In 1905 there was a revolution. This was mainly brought about because the Tsar was new and inexperienced. The Tsar went to war with Japan to make a good impression on Russian citizens and make a name for himself. This was not a clever move. Japan was far more advanced than the Tsar thought, he expected Japan to be an easy win situation. Russia was ill equipped, for war against a more organized and fully equipped Japanese army. Russia lost the war and the Tsar became very unpopular within Russia.
The other reason which led to the revolution was the fact that Tsar invested all the of the money Russia had into the war effort. This caused many factories to close due to the lack of raw materials and also due to the fact that most of the workers were away fighting the war against Japan.
The revolution started in St Petersburg on 22 January 1905 when troops shot at a defenceless crowd of workers. This “bloody Sunday” was continued for months by a series of strikes, riots and assassinations. This and the war defeat at the hands of Japan led to the Russian people to rebel against the Tsarist system. A manifesto was issued in October. The Tsar granted civil liberties and a representative duma was elected democratically.
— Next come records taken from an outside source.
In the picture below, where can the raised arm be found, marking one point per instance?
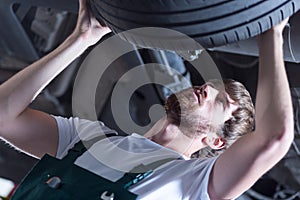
(30, 130)
(254, 154)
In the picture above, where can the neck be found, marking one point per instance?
(170, 136)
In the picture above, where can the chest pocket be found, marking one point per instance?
(60, 179)
(53, 178)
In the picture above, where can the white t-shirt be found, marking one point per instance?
(111, 157)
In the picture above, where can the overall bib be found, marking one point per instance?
(60, 179)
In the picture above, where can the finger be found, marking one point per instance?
(82, 5)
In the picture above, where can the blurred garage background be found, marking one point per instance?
(30, 29)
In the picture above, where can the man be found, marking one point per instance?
(206, 116)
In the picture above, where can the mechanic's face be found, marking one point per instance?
(206, 102)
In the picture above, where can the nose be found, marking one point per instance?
(203, 90)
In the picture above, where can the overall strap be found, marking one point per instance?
(82, 146)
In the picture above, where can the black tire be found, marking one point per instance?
(210, 22)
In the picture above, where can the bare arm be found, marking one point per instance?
(33, 131)
(254, 154)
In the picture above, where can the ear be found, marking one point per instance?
(214, 142)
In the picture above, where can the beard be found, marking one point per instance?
(181, 111)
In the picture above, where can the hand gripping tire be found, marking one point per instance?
(210, 22)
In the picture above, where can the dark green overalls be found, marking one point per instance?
(57, 179)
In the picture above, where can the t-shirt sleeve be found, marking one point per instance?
(71, 130)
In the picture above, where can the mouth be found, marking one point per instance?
(197, 95)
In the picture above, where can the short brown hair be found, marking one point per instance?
(241, 122)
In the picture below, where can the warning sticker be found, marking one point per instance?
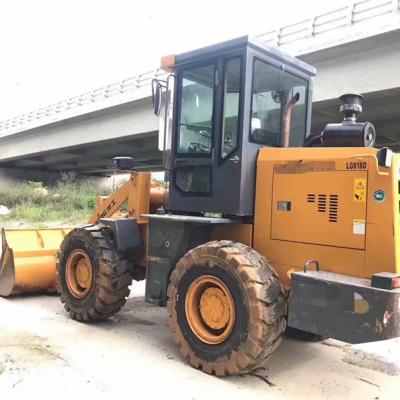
(359, 226)
(360, 189)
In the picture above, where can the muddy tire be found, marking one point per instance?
(259, 308)
(93, 277)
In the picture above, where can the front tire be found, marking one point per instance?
(93, 277)
(227, 308)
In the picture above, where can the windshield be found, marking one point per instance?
(272, 89)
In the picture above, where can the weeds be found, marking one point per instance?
(70, 201)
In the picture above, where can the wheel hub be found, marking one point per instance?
(214, 308)
(79, 273)
(210, 309)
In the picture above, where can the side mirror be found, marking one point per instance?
(156, 95)
(124, 163)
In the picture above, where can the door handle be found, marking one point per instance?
(235, 159)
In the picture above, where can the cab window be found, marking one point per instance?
(230, 119)
(272, 89)
(195, 128)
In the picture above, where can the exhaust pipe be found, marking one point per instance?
(287, 118)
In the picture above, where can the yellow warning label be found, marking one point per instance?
(360, 189)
The people who were satisfied with the manifesto formed a group called the Octoberist party, and for those unhappy with the manifesto the liberals, formed a group called the Constitutional Democratic Party. Social democrats who had organized a workers council in St Petersburg made an attempt to continue the constant days of strike and social reforms. The government arrested the workers group in December 1905 and put down a workers insurrection in Moscow.
When order had been restored the Tsar laid down the basic laws. The Tsars’ minister Stolypin made some attempt at economic reform. The attempts made failed miserably.
The Tsar had introduced a new police service called the Okhrana, these were a special police used for internal security affairs. The Okhrana was in a network with the civil service and the Cossacks. The Cossacks were Russian mounted police officers. The Tsar also demanded that the Russian Orthodox Church preach to the citizens that the Tsarist system was the right way to be governed and ruled and the Tsar believed that because these words were spoken in the house of god people would think they were the truth. This was an attempt to make the Russian citizens have more faith in the Tsar.
Stolypin was an important person during The Tsars rule over Russia. Stolypin was important because he was the one who clamped down on terrorism within Russia. He was the one who came up with the idea that terrorists should be tried in a military court, these courts are courts were the judges are all military officers, there are no outside influences within the court. It was very hard to win a case as a defendant in the military courts. The courts led to the execution of 1008 terrorists and also to 21000 terrorists being exiled to Siberia.
Stolypin abolished redemption duties on the peasants land, he also abolished mirs, allowing peasants to have bigger farms, therefore making them more profitable.
This made industry grow and subsequently wages of the peasants to rise. In 1911 Stolypin was assassinated. The Tsar lost his one and only strong minister. Stolypin was then replaced by a very untrustworthy figure Gregory Efimovich more commonly know as Rasputin.
Rasputin was a monk from Siberia; he claimed he was a mystic who had healing powers.
Stolypin had made the Tsar seem untouchable because of the special police forces he had introduced this had worked effectively and completely took out the possibility of any of the political groups challenging him.
Stloypin demanded that all opposition must be exiled out of Russia or even executed in some cases. All the social democrats split into different groups called Mensheviks and Bolsheviks. The Mensheviks were the larger of the two groups. This group has the belief that Russia was ready for a violent revolution. The Mensheviks were obviously the smaller of the two groups. They thought Russia was still not ready for a revolution. The social revolutionists were stopped from the potential of rebellion by Stolypins' special police forces. The Russian liberals had limited opposition because of a hatred of violence. This problem prevented them from being an influential group because there was political violence in Russia. The social revolutionists could not react in a peaceful manner and make their voice heard.